The last section summarises everything; it collects all important macro-level characteristics in one convenient place. First, there are constants which are used to calculate operating expenditures: system lifetime, electricity price and rack stationing costs (the price of renting space for one rack):
Design-wide metrics ------------------- System lifetime, years: 3 Electricity price per kWh*hour: 0.13 Rack stationing costs per year: 3,000
Next come capital and operating expenditures, and the total cost of ownership, which is the sum of the two. The share of each type of expenditures — capital and operating — in the TCO is clearly indicated. Sometimes it leads to unexpected revelations that energy costs are not really as big as they are usually perceived:
Capital expenditures: 297,012 (86.99% of TCO) Operating expenditures: 44,405 (13.01% of TCO) Total cost of ownership: 341,417
Finally, the total power consumption is given (how many watts you need to request from your data centre facility), as well as the “tomato equivalent” and the weight of your machine, should you decide to move it to another data centre one day (or if you want to calculate floor load).

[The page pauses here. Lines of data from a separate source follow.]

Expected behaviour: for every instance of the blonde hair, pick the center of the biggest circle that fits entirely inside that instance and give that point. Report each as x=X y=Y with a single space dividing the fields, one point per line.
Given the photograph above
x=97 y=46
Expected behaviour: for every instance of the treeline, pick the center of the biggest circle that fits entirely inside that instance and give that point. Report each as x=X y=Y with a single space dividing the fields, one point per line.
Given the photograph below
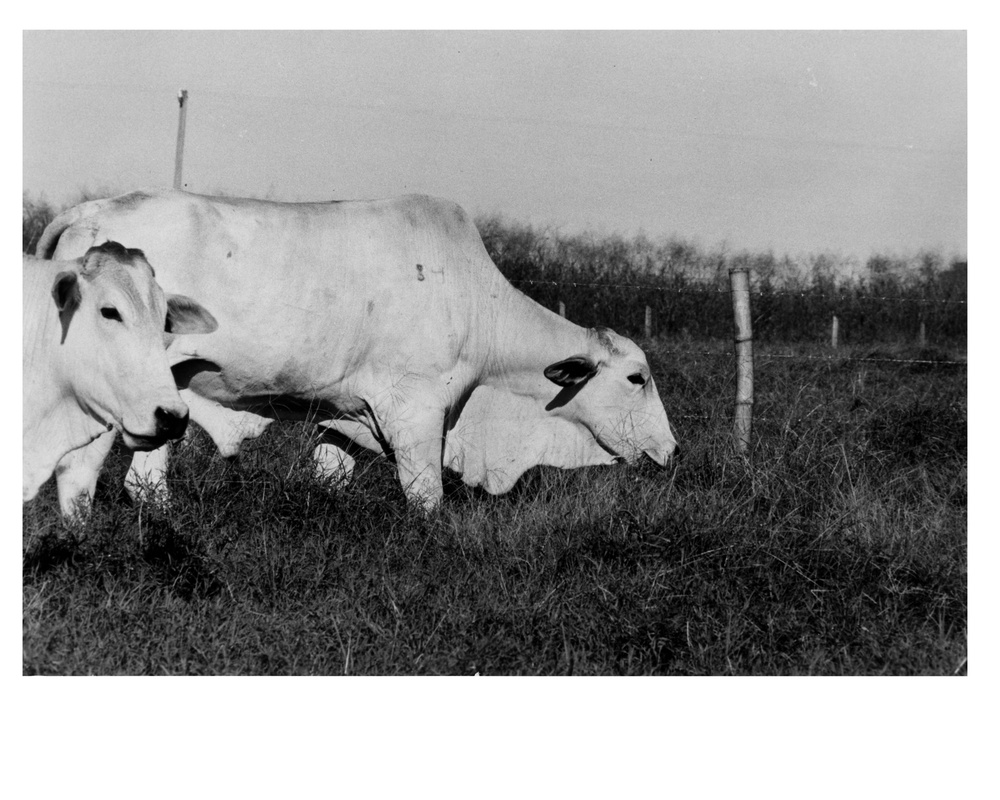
x=611 y=280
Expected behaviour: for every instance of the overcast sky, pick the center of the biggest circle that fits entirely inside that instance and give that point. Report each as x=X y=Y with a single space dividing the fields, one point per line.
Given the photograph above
x=800 y=142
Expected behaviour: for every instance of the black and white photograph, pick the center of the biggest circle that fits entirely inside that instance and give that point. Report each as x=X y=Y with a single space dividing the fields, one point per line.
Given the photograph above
x=499 y=353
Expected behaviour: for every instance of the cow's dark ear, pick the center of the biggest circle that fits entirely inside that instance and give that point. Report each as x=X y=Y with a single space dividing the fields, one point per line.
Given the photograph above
x=185 y=315
x=66 y=291
x=571 y=371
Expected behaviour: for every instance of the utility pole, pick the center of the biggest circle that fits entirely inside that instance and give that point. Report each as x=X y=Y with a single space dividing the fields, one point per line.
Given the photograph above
x=179 y=157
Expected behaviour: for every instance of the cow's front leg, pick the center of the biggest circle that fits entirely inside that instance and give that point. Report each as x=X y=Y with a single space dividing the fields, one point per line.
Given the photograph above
x=77 y=473
x=417 y=448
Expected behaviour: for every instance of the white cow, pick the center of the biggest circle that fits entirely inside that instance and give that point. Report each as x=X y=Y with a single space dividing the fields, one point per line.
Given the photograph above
x=94 y=359
x=387 y=323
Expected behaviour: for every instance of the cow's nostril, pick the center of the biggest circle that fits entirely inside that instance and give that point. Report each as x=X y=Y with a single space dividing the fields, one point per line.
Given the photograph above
x=169 y=423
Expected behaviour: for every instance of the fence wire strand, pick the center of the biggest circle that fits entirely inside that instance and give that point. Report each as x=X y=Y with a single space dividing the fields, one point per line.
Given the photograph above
x=654 y=287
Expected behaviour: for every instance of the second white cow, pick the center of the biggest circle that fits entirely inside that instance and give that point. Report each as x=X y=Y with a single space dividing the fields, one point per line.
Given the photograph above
x=386 y=322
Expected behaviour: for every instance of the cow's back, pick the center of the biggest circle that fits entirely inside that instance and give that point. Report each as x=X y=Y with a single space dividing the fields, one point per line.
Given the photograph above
x=311 y=294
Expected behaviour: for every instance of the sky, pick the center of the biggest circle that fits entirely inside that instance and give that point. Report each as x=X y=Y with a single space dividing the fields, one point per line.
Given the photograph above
x=846 y=142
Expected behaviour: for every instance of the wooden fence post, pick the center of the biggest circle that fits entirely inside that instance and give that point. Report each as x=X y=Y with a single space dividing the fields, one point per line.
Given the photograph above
x=179 y=155
x=739 y=281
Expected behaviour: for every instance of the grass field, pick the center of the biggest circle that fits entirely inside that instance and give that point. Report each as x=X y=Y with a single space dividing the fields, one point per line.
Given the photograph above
x=838 y=546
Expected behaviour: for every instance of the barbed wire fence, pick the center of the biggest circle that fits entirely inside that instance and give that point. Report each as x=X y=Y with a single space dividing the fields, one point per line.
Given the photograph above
x=742 y=355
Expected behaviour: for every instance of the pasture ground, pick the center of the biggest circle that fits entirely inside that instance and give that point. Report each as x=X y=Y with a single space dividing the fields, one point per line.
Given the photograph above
x=839 y=546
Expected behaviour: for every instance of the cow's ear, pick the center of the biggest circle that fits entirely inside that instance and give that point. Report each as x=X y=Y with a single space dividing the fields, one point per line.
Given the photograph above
x=571 y=371
x=66 y=291
x=185 y=315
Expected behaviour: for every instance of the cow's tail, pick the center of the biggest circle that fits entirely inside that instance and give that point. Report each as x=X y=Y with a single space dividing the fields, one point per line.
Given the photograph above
x=49 y=240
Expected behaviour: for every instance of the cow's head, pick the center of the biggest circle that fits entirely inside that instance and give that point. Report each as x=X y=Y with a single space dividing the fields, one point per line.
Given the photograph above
x=115 y=323
x=610 y=391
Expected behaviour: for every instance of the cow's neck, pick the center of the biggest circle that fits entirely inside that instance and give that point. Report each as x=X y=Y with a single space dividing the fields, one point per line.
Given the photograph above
x=527 y=338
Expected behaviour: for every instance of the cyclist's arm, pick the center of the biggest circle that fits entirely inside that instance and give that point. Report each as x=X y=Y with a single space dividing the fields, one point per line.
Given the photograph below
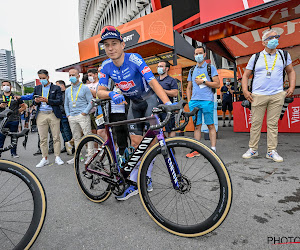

The “tomato equivalent” deserves a special explanation: it is the amount of tomatoes that you can gather each day if you reuse all waste heat from your computer for heating a greenhouse. Read more here about how it is calculated: “Fruits of Computing: Redefining “Green” in HPC Energy Usage”.
Power, W: 7,729 Tomato equivalent, kg/day: 3.1 Weight: 537
Congratulations! You have completed your first SADDLE tutorial! You learned how to design a simple cluster computer with a specified performance, using a set of commands in a script.
Advanced techniques: changing default values(I apologise: I never found time to write this section…)
What’s Next?
You can already do a lot with the example database included with SADDLE. Just place proper constraints on the metrics of your compute nodes, choose the number of nodes wisely, and draw conclusions from the designs that SADDLE produces for you. You will certainly find it interesting to observe how economic characteristics of your design change when you change some low-level metrics — for example, choose one type of CPU over another or increase the number of compute nodes.
If you want to add other hardware to the database, edit the XML files. If you want to use SADDLE for your own purposes, feel free to do it — it is distributed under the GPL license.